Streep is most apt in her role as a woman on the verge of a nervous breakdown,
Clarissa, who is in a relationship with another woman (Sally, but not Seton!)
but hopelessly hooked on her past ex-boyfriend, AIDS-ridden and embittered
gay poet Richard. Then there is the 1950's "perfect" housewife Moore who
harbours furtive desires and tries to end her repressed, frustrated
life in a hotel room, despite living in a so-called American dream.

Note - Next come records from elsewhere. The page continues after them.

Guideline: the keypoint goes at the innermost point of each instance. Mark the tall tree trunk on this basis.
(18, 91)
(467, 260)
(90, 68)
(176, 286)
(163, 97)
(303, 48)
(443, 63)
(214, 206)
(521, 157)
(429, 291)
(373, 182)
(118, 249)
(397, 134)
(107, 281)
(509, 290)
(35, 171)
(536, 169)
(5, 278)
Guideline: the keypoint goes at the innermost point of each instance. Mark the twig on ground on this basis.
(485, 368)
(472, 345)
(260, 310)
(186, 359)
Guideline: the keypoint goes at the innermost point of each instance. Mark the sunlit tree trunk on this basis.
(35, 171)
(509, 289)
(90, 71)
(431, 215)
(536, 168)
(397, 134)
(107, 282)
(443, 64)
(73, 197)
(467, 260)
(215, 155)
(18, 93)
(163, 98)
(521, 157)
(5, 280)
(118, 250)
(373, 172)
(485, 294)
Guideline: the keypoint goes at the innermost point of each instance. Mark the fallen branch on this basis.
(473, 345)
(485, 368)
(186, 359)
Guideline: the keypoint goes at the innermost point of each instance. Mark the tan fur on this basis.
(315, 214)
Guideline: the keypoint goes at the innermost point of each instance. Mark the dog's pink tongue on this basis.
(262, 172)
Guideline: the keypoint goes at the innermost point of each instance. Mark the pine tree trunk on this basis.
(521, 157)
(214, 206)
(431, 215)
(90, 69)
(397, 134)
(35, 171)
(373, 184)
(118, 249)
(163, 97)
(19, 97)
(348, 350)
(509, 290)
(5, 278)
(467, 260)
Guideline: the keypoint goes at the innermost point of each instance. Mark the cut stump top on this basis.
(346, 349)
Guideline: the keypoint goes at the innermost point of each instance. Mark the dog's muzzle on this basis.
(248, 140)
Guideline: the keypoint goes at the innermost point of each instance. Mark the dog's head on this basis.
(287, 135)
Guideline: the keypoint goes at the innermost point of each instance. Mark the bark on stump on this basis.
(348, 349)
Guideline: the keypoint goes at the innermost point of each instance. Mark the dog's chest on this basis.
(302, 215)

And then there is the story of Woolf herself, who is portrayed as a woman dangerously unhinged, obsessed with death as much as she is with writing her novel. All the action takes place in a single day (apart from the Woolf story, but there is no indication to any moviegoer unfamiliar with Woolf's life that she actually only drowned herself two decades after the time the "snippet" was set in). Kidman was thrown in the deep end and did not ever redeem herself; her Woolf was stilted and forced, although the Freudian mother-child scenes with Vanessa Bell were quite bold.
Unfortunately,
although Streep excels in her histrionic, slightly-unhinged role, I couldn't
help but feel that too much was crammed into one film - three women's disparate,
unhappy and unfulfilled lives deserve more than such short-shrift treatment,
and ultimately, it was more Hollywood than real life. But it deserves to
be commended for its sympathetic and non-sensationalist treatment of sapphic
relationships, which is somewhat brave for a film intended for mainstream
consumption.
Rating: 6.5
UK (1992)
Dir: James Ivory
Cast: Anthony Hopkins, Vanessa Redgrave, Helena Bonham Carter, Emma Thompson, Samuel West, James Wilby
A typically lavish period Merchant Ivory
production, Howard's End is based on the book by E.M Forster and is an intriguing
study of the different social classes existing in 1920's England and their
interactions. Two sisters from a middle-class, philanthropic and humanist
family have their own encounters with the monied arisotracy (the Wilcoxes)
who own a cottage in Howard's End. I saw this movie a long time ago and
my one lasting memory of it is of a young man walking through a bluebell
wood in the mist, set to ravisingly beautiful music. I have not been able
to see a bluebell wood without thinking of this scene, and thus, this is
probably as good a reason as any to watch this film!